Many churches in the United States are very interested in sports. There are church softball leagues, dart ball leagues and dozens of other church sports leagues scattered across the United States. Many churches cancel Sunday evening services for the Super Bowl. Pastors feel pressured to end their sermons in time for the parishioners to get home to watch the football game. Parents skip church services to take their children to whatever sporting event they are playing. Every Sunday in America, millions of people who claim to be Christian skip church for a sporting event.
This is not to say that sports are bad. I play sports personally and always enjoy myself. Sports, like many other things, can be used in the proper context to teach moral and spiritual lessons. I’ve done this myself when coaching youth soccer and many other Christians have done the same thing. The issue is not the sports themselves. The issue is the focus.
What message is this Methodist church sending by devoting a full service to praying for Patrick Mahomes ankle? What message do parents send to their children and to the culture when they skip a Sunday service to play whatever sport? What they are subtly saying to the culture is that Christians do not take church seriously.

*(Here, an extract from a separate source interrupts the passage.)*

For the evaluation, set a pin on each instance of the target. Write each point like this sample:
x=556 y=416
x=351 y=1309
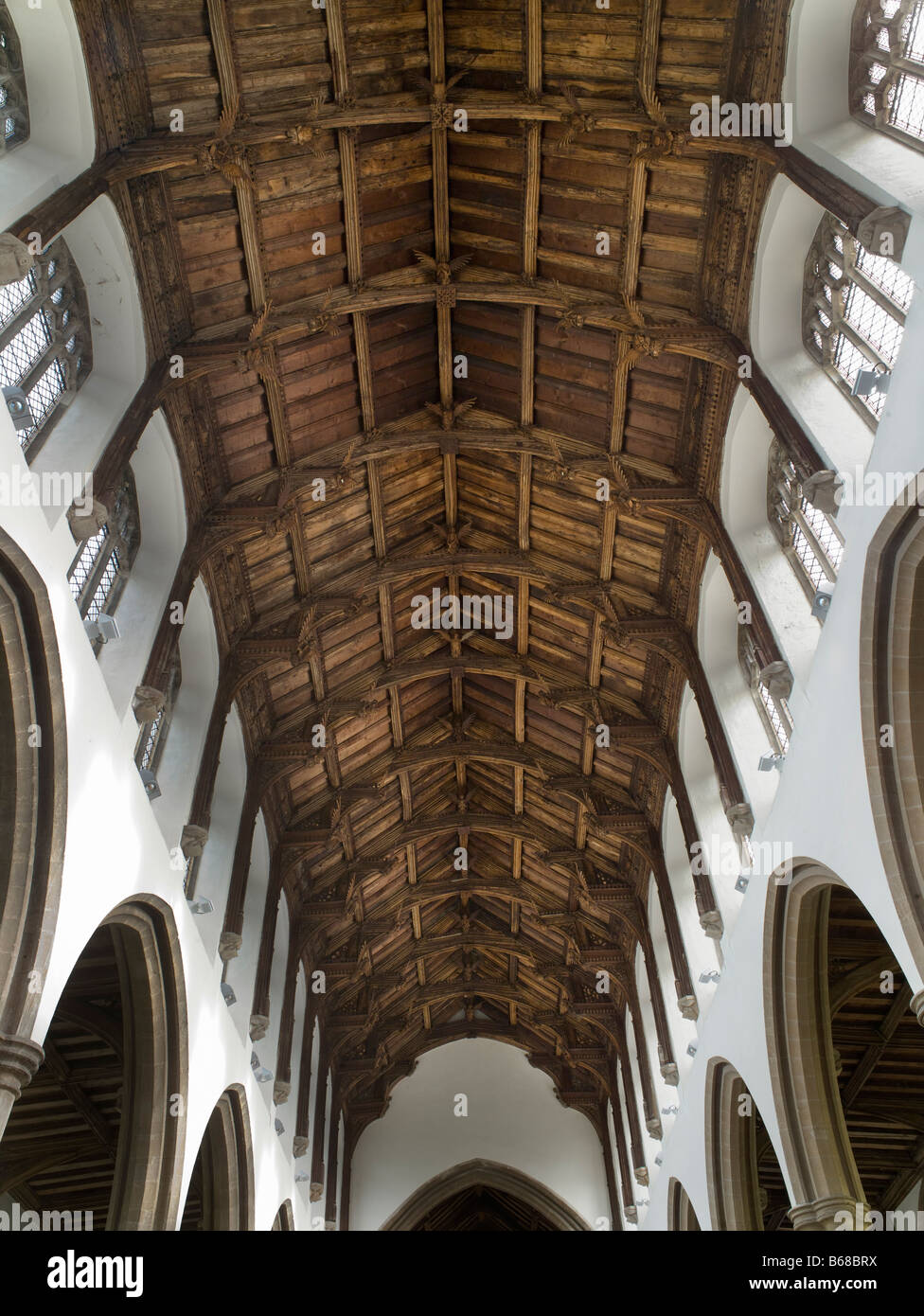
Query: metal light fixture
x=874 y=381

And, if Christians don’t take church seriously, why on earth should the world? Parents are doing the same thing, except even worse. They are training their children that there are a multitude of things more important than being in church. This is not to say that a sporting event might not take precedence over an extra-Biblical focused activity from the church (such as a youth game night). However, even worse, the children will likely view this as hypocritical, which is perhaps the biggest turn off to Christianity any young person can have.
Unfortunately, even in our solid churches, we often overemphasize sports. Consider the latest youth event for your church. Did it include some form of sports like basketball, volleyball, dodgeball and so on? Or perhaps some form of goofy team competition? How long was spent on that? Now how long was spent on the teaching of the Word of God? You see the dilemma I trust. Sports and team games are a great draw for a certain brand of kid. However, often quieter, more bookish students, are left behind in the race to have “fun”. Even more often, the Scriptures are made subordinate to the pursuit of “fun”.
The church has failed. In pursuing sports and fun, we have left the teachings of Scripture behind. The result has been blatant Scriptural illiteracy within the church and a sense within the culture that Christianity is shallow and empty. True Christianity has depth and meaning, and has the answers the dying world desperately needs. By our obsession with sports, we have obscured the truth of Scripture from the lost. It needs to stop. Sports have a place but should never take the place of the clear teaching of Scripture.
I have no problem with them praying for his ankle, but does, like you say, does it really merit a whole service? I mean really? What is so special about Mahomes’ ankle that he gets a whole service? Do they stop and have a prayer for healing service for every member of their congregation who gets sick or is injured? They have turned this football player into an idol.
Precisely. Though I’d argue the sport itself has become their idol, rather than Mahomes because if Mahomes was in another sport or another team, they would not be praying for him. Basically, they’d be praying for whoever the Chiefs quarterback was if he got hurt. So their idol is not the quarterback himself, he’s just a manifestation of their idolatry.